В Петербурге на площади вокруг Исаакиевского собора, долго заброшенной и пустовавшей, снова зашевелился народ. Пока изучались в комитете предложения российских архитекторов, настойчивый и бодрый француз не дремал: исправил все, за что тремя годами ранее готов был отвечать головой, прихватил что сумел у русских коллег, которых обвинял в зависти, и через голову комитета подлетел с новым проектом к всесильному Аракчееву. Тот подозрительно заглянул в чертежи, потер ладонью подбородок, молча кивнул. Вскоре государь утвердил проект и приказал возобновить строительство.

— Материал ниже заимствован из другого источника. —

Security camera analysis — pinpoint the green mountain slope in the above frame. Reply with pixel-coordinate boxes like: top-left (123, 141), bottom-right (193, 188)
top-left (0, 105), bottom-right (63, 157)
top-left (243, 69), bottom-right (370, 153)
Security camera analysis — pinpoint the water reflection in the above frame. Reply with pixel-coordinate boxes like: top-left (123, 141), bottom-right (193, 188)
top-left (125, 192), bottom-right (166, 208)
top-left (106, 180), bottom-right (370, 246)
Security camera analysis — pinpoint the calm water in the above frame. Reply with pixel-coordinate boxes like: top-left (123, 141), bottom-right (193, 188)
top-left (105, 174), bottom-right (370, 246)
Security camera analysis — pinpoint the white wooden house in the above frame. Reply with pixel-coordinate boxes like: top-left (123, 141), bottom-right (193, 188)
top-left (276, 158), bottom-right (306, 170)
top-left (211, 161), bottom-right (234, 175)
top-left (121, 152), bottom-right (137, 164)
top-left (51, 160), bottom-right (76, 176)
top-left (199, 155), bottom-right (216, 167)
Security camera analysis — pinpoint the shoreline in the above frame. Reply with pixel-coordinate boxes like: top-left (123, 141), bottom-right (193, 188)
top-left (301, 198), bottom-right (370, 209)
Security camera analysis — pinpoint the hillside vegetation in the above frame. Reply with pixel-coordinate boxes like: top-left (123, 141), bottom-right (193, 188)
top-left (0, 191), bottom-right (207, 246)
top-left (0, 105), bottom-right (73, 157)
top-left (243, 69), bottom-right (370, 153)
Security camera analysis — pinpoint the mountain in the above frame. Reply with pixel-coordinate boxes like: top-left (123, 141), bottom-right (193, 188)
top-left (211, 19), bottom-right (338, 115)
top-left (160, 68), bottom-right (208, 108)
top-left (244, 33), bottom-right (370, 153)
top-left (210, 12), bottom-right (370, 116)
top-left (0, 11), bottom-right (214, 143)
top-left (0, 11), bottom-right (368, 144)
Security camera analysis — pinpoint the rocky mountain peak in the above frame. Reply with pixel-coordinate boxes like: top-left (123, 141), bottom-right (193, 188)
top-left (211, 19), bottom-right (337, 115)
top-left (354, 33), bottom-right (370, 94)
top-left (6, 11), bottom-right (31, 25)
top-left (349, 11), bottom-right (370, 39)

Чуть свет Август Августович Монферран уже на месте — и, кажется, что всюду сразу: в конторе, в чертежной, в мастерских, в казармах; и румянец прежний, во всю щеку, и лихой золотистый локон на виске, — точно и не было этих трех лет, пустых и страшных. Пригнали в казармы мужиков — рабочих Монферрану нужно много: первым делом приказал он забивать сваи, для чего приспособлены были семидесятипудовые чугунные бабы; всего под фундамент предстояло заново забить тринадцать тысяч свай.

Взлетают и падают гигантские чугунные ядра, крепкие сосновые балки гвоздями вонзаются в тело земли. От зари до зари висит над площадью тяжелый гул, похожий на орудийную стрельбу.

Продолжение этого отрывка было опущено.